L’édifice de la prière : pôles
objectif et subjectif, Fr. Tarcisius Dejoie
En 1913, dom M. Festugière, bénédictin de l’abbaye
belge de Maredsous fut à l’origine d’une controverse qui opposa tout d’abord
les bénédictins de Belgique aux jésuites de la province de Toulouse, à propos
de la dimension objective de la vie de prière. La dispute, qui dépassa
rapidement le cadre de la Belgique et de la France, s’est attachée surtout, à
un aspect finalement secondaire du débat : la critique ou la défense de la
méthode de spiritualité ignatienne. L’intérêt de la réflexion de R. Guardini
dans son article de 1921 réside surtout dans le fait qu’il identifie l’objet
principal et les véritables termes du débat. Commençant par lever la suspicion
jetée contre la spiritualité jésuite, il reprend alors l’essentiel de la
question, à savoir le rapport entre les besoins individuels des fidèles – qui
touchent à la sanctification mais sont aussi d’ordre affectif – et le pôle
objectif de la prière que la liturgie garantit dans une large mesure.
Aujourd’hui encore, le questionnement et l’analyse
rigoureuse du théologien allemand paraissent pertinents à qui cherche un
éclairage sur le problème complexe du rapport, ou des apports mutuels, de la
prière de l’église et de la prière personnelle, dans la vie du fidèle chrétien.

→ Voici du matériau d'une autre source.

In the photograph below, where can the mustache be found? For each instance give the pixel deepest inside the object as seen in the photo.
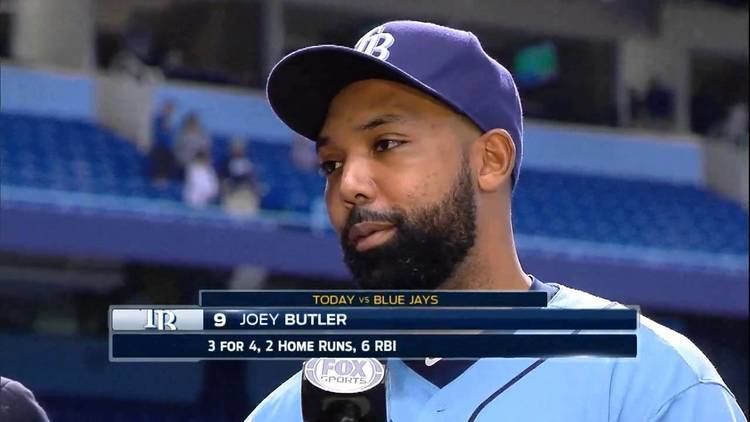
(363, 215)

La notion de « Liturgiefähigkeit »
(capacité liturgique) : Une question d’actualité permanente, Davide
Pesenti
Les sciences liturgiques se sont régulièrement
interrogées sur la « Liturgiefähigkeit », c’est-à-dire sur
« la capacité liturgique » de l’homme au XXè siècle, surtout depuis
la célèbre lettre de Romano Guardini à Johannes Wagner, à l’occasion du Congrès
liturgique qui a eu lieu en 1964 à Mayence. Actualisant cette intuition
guardinienne pour le contexte ecclésial contemporain, cette contribution vise à
présenter un des concepts-clés de ce que la théologie a nommé « la
Question liturgique ». La visée de ce bref parcours est d’abord de repérer
quelques présupposés et conditions d’une participation holistique à l’action liturgique,
comme elle a été demandée par le concile Vatican II et promue par la réforme
liturgique qui l’a suivi. Dans un deuxième temps, l’article se propose
d’approfondir le rôle et l’actualité permanente du questionnement théologique
concernant la « capacité liturgique » de l’homme postmoderne pour
l’ensemble de la vie de l’Église ainsi que pour la réflexion présente et future
en sciences liturgiques.
Offrir avec le peuple, offrir pour le
peuple ? Une question liturgique post-tridentine, Gilles Drouin
Le Concile de Trente a été suivi d’une modification
profonde de la disposition spatiale des édifices de culte catholique, avec en
particulier une réarticulation du sanctuaire et de la nef (disparition ou
ouverture des jubés, disposition « à la romaine » de certains
autels). Les Instructions sur le Rituel de Mgr Joly de Choin,
évêque de Toulon, un important ouvrage de formation et de régulation liturgique
dont l’influence s’étendra jusqu’au milieu du XIXè siècle, témoigne à la
fois de la réception d’une théologie de l’offrande commune du sacrifice de la
messe par le prêtre et les fidèles dans la France post-tridentine et de la
difficulté de sa traduction liturgique effective. L’examen de cette question
dans le contexte pastoral des Instructions, éclaire une des
difficultés de la pastorale à la française du XVIIIè siècle, incapable malgré
la formation du clergé, le zèle apostolique de nombreux prêtres, de rendre
effective une participation liturgique à la messe, avec le risque de réduire la
liturgie à ses dimensions d’observance rubricale et d’exhortation morale, sans
qu’un recours possible aux ressources de la dévotion ou du théâtre baroque
puisse même en partie suppléer à cette carence.